In the course of celebrating a 20 plus years history the label releases this excellent number from Vince Watson. The title track ticks all the right buttons with emotive chords underpinning a relatively restrained Acid bassline and comes complete with a lush breakdown that sets the pulse racing. And to highlight just how effective it all is Déjà vu also features a Beatless and Ambient Mix which both accentuate the track’s sensual nature, with the radiant ambience of the later feeling particularity rewarding care of the well placed piano motif. Illusion, meanwhile provides a tougher affair for the dancefloor with hissing hi-hats accompanied by a more intense array of punchy keys, while label founder Josh Wink’s funky percussion led remix aims high with pounding musicality reaching an eventual deeper climax on what is undoubtedly a first rate version.
Great title (of course) and reflects the banging nature of House Music with this irresistible workout from the Frenchman. Bang The Box, features taught, explosive bass lines plus the chopped-up vocals of the same name and then proceeds to twist them all together delivering highly flammable material. Second track, ‘Stress’ applies nastier bass to pumping drums along with wobbly synths and once again comes up smiling. Simple yet deadly.

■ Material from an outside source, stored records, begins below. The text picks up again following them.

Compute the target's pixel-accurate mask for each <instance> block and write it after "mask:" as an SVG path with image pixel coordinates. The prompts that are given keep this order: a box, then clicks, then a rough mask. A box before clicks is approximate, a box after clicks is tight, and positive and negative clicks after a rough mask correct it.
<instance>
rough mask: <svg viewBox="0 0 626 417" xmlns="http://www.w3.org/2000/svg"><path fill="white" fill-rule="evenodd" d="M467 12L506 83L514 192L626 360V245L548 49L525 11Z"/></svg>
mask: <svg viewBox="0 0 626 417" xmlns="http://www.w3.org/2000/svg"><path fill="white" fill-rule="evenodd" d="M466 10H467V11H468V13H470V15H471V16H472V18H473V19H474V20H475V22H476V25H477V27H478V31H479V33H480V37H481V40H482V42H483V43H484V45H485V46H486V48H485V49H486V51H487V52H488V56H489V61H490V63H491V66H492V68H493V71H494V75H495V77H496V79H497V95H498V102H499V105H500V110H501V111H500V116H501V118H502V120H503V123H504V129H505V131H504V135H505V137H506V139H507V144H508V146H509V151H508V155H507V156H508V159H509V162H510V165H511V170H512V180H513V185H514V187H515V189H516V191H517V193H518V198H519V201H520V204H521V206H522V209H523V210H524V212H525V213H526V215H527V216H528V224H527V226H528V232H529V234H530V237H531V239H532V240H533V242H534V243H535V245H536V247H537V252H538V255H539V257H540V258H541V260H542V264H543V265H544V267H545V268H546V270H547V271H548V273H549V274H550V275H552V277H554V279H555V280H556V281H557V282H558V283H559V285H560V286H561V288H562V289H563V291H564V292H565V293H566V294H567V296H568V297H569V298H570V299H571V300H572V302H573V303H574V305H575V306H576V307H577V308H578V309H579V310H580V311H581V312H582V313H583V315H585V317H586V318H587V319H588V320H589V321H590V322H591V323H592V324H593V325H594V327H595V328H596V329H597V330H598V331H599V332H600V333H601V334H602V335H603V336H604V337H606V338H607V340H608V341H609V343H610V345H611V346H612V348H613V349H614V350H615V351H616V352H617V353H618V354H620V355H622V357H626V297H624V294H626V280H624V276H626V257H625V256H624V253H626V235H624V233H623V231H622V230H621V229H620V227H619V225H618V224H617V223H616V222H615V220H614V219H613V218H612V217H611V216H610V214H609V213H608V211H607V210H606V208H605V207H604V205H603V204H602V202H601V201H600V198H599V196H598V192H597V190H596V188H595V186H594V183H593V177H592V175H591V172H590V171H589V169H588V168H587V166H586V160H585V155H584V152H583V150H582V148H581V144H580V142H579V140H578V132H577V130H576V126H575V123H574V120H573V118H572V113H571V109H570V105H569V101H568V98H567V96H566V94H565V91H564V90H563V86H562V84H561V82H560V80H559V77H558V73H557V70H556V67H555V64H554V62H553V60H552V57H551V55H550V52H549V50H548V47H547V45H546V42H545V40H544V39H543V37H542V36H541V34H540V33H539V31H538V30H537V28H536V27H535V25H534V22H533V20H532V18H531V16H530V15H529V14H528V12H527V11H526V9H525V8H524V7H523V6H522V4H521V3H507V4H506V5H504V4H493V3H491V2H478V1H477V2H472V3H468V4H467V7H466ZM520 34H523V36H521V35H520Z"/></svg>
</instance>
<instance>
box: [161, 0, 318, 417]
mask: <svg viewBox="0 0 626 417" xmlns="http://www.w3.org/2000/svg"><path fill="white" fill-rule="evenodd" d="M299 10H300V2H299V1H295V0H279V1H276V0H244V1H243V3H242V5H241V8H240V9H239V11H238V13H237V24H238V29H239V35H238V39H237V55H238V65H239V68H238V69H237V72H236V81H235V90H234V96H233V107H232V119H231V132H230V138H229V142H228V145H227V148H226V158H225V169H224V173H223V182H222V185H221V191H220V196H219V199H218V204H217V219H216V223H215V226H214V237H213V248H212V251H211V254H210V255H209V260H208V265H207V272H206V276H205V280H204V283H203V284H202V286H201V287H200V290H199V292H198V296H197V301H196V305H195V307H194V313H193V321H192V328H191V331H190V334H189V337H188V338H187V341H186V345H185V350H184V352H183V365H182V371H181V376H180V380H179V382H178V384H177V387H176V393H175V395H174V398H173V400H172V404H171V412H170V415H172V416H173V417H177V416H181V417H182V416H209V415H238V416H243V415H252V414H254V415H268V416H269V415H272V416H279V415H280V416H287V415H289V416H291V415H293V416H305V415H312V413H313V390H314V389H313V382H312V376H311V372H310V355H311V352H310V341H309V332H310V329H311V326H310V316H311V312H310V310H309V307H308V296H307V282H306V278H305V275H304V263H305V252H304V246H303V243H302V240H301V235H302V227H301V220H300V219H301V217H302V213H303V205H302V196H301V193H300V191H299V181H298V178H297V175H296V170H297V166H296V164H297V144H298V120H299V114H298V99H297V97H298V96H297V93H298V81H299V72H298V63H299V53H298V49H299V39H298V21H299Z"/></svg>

An explosive sonically charged barrage from Roland Appel has the title track feel every bit as great as that sounds with dark bass and beats, weird synths and Acid attitude all combining most conveniently into a sizzling collage of sounds. The funkier, Da Cat follows with heavier bass accompanied by sometimes warmer, sometimes harsher keys that are all high on impact and lend the track its distinctive, notably edgy flavour.
Love this from Monoblok&PSLKTR who defiantly throw the rule book out of the window while delivering an icily cool production complete with addictive deadpan vocals and unsettling synthesizers. Relapse, even features a rocky guitar, live action bass and is most effective via the excellent original mix. Remixes come from a pulsating Rework version, and the sizzling electronics of My Favorite Robot. Next, Walking Disaster supplies another great original with further cool vocals alongside sassy keyboards and decadent 80’s attitude. Arnaud Rebotini’s remix of the same completes with a more robust version beefing it all up nicely.